Operations Runbook
Language: δΈζ
Note: Each procedure lists expected metrics values at key steps. If the observed value differs, follow the escalation path or refer to the linked section.
P1-001: Supervisor Process Crash
Symptoms: Supervisor process exits unexpectedly; children become orphaned.
| Step | Action | Expected Metrics | Estimated Duration |
|---|---|---|---|
| 1 | Check process status: pgrep -x supervisor | exit code == 0 (process running) or exit code == 1 (not running) | 1min |
| 2 | If not running, check last log lines: journalctl -u supervisor -n 50 | Log ends with ShutdownPhase::Completed (planned) or Panic (unexpected) | 2min |
| 3 | If unexpected crash: collect core dump and backtrace | Core dump file present in /tmp/ | 2min |
| 4 | Restart supervisor: cargo run --release --example supervisor_quickstart | health.status == "ready" within 30s | 5min |
| 5 | Verify children reconnected: check dashboard IPC | dashboard_link == "connected" | 2min |
Escalation: If restart fails twice, escalate to L2 engineering with core dump and logs. Total estimated duration: 12min (within 15min SLA).
P1-002: Child Task Crash Loop
Symptoms: A child task repeatedly fails and restarts; current_state shows elevated restart counts.
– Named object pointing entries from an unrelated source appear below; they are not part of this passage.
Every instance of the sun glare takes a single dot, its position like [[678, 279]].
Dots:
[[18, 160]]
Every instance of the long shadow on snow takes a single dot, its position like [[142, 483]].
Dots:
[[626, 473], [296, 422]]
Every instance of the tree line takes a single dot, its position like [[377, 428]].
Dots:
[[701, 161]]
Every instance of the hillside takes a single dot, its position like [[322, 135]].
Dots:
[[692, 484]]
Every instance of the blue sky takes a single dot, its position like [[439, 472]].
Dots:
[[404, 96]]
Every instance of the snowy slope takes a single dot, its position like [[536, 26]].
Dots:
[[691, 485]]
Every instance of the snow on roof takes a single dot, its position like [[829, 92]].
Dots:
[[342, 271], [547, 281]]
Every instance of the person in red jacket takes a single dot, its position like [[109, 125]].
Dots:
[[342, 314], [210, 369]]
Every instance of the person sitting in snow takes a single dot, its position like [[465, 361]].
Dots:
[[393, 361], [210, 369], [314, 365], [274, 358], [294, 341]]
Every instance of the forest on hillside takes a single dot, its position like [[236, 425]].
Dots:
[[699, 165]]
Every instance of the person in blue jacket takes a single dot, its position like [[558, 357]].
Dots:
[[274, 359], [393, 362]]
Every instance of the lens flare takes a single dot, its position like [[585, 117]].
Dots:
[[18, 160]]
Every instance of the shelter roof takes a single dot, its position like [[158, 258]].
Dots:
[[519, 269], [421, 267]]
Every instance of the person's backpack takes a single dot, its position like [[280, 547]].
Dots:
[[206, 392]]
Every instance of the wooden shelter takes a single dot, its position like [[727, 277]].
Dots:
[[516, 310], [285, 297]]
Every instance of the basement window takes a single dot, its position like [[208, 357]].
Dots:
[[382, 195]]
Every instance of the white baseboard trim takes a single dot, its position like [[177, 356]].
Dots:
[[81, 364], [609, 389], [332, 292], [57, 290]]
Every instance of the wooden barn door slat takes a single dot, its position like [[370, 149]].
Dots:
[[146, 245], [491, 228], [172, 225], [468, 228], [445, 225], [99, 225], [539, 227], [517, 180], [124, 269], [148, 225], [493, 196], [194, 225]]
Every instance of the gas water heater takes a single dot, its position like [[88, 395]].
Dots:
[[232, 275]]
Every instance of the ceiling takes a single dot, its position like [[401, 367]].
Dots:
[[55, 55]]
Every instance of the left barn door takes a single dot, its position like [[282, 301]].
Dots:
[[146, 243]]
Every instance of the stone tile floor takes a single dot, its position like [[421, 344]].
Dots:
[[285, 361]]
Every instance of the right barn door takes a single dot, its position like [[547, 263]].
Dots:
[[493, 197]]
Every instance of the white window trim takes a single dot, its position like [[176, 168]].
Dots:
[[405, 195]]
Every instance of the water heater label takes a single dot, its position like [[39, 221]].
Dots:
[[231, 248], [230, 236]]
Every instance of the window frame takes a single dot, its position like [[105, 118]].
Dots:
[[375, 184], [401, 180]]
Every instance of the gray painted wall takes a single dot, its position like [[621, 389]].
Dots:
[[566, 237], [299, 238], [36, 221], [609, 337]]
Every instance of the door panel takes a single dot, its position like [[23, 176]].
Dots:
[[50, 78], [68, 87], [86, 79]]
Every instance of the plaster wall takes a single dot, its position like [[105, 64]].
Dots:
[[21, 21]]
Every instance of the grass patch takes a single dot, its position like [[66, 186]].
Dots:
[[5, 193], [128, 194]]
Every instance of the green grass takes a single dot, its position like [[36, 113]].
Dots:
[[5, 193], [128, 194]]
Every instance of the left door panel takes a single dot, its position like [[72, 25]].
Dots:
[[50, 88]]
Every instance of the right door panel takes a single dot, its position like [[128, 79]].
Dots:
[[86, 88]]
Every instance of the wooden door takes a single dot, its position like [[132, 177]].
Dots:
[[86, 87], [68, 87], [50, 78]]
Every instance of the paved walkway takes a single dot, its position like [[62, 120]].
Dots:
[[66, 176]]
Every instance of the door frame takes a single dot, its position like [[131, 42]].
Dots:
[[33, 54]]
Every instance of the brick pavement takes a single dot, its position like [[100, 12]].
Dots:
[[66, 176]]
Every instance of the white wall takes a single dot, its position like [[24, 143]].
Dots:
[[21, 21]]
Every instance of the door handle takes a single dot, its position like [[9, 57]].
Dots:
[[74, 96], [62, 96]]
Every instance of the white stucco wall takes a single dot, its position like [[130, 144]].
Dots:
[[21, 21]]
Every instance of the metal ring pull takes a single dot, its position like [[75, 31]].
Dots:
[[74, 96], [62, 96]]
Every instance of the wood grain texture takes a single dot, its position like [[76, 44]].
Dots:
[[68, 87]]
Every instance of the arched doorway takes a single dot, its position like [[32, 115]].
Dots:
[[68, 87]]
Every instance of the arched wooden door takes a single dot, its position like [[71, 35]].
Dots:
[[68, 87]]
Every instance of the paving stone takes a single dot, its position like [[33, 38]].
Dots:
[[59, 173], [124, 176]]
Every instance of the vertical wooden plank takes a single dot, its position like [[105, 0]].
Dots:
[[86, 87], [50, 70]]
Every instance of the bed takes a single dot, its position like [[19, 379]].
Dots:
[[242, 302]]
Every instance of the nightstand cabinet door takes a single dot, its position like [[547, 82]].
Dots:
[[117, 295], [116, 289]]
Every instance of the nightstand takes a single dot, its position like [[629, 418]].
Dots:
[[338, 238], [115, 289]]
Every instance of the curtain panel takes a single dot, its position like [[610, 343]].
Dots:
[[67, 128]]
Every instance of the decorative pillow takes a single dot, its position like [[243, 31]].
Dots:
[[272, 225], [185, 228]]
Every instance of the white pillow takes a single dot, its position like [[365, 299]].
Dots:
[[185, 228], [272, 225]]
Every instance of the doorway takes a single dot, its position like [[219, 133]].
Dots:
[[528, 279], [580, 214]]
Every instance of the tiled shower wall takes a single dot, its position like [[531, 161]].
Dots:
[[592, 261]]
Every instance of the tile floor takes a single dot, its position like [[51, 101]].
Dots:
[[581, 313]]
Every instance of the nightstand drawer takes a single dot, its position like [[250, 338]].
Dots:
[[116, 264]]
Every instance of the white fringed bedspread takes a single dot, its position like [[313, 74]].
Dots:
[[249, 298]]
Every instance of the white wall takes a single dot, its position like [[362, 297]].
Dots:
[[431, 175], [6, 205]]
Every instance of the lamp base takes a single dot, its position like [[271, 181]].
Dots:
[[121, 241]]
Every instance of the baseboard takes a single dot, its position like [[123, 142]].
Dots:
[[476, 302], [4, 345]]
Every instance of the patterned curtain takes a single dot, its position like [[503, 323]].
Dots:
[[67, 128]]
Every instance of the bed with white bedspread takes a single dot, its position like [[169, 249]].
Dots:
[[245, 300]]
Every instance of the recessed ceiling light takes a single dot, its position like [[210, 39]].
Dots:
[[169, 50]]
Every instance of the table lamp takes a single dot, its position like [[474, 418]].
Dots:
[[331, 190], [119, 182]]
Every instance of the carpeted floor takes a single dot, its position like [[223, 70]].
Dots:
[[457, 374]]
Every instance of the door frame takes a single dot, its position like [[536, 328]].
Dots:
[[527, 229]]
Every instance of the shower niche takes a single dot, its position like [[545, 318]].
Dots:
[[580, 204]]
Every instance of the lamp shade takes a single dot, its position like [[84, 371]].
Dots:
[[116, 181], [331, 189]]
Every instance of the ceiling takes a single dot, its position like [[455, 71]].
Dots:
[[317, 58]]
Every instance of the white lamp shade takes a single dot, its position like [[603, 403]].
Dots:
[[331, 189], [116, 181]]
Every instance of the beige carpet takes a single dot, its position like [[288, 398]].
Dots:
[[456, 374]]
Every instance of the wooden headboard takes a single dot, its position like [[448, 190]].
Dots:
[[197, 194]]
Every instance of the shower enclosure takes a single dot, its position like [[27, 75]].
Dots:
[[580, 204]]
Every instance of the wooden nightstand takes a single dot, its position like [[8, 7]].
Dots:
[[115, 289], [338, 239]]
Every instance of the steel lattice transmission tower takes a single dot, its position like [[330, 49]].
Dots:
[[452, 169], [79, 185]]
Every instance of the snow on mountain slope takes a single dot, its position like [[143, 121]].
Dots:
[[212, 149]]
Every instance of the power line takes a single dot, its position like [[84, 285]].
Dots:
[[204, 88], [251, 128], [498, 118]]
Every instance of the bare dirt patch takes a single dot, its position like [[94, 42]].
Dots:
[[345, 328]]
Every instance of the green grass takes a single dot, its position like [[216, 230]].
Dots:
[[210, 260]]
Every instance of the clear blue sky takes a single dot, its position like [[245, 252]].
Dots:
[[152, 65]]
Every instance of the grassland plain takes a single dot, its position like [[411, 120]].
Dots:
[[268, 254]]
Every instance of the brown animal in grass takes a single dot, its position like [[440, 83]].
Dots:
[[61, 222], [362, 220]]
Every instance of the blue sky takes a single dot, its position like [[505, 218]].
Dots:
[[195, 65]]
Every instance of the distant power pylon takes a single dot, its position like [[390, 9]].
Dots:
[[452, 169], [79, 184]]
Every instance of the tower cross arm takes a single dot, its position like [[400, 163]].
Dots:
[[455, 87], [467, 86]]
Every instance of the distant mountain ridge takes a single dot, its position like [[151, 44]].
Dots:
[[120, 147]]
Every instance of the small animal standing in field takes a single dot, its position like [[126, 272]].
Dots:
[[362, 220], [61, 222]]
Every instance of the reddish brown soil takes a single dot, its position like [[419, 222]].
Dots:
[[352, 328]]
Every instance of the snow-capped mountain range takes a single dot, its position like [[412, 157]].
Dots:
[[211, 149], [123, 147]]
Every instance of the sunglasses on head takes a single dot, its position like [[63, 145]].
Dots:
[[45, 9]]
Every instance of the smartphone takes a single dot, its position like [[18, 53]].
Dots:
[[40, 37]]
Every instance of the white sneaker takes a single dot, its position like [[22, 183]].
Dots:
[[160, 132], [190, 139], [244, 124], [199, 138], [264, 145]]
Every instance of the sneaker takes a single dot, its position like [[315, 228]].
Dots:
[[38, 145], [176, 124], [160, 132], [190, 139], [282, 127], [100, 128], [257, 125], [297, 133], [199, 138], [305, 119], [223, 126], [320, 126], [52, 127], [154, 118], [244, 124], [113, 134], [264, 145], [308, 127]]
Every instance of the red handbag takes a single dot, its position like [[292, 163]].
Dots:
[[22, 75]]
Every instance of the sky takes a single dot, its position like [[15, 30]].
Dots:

| Step | Action | Expected Metrics | Estimated Duration |
|---|---|---|---|
| 1 | Query current state: handle.current_state() | children.failed > 0 and child_runtime_records[].restart_count > threshold | 1min |
| 2 | Check child exit reason in journal | TaskExit::Panicked or TaskExit::Failed with reason string | 2min |
| 3 | If restart budget exhausted: restart_budget.tokens == 0 | Budget exhausted; child quarantined automatically | 1min |
| 4 | Remove or replace the faulty child spec: handle.remove_child() | CommandResult::Accepted | 2min |
| 5 | Verify no lingering slot: check current_state() | children.running == target_count | 2min |
Escalation: If child root cause not identified in 10min, file a bug with the exit reason and journal snippet. Total estimated duration: 8min.
P1-003: Dashboard IPC Disconnected
Symptoms: health.dashboard_link == "disconnected"; dashboard UI shows no data.
| Step | Action | Expected Metrics | Estimated Duration |
|---|---|---|---|
| 1 | Check IPC socket path existence: ls -la /tmp/supervisor.sock | Socket file present with correct permissions | 1min |
| 2 | Check relay process: pgrep -x relay | Process running | 1min |
| 3 | Restart relay: kill -TERM <relay_pid> and wait for auto-restart | Supervisor auto-restarts relay; dashboard_link == "connected" within 10s | 3min |
| 4 | If still disconnected, restart the supervisor process (dashboard IPC lifecycle is tied to the supervisor process) | health.dashboard_link == "connected" | 2min |
Escalation: If IPC socket path contention (error contains field_path="dashboard.path"), check deployment guide socket path configuration.
Total estimated duration: 7min.
P1-004: Runtime Starvation
Symptoms: Control loop iterations stall; health.uptime_secs advances but events are not processed.
| Step | Action | Expected Metrics | Estimated Duration |
|---|---|---|---|
| 1 | Check Tokio runtime metrics: handle.health().control_loop_iterations | iterations_per_sec > 0 | 1min |
| 2 | If stalled, check for blocking tasks: review child task list | No child in BlockForever or IgnoreCancel state | 2min |
| 3 | Quarantine suspicious children: handle.quarantine_child() | Child marked as Quarantined | 2min |
| 4 | Verify recovery: health.control_loop_iterations increases | iterations_per_sec > 0 after 5s | 3min |
Escalation: If starvation persists after quarantining all non-critical children, escalate to L2 with runtime metrics snapshot. Total estimated duration: 8min.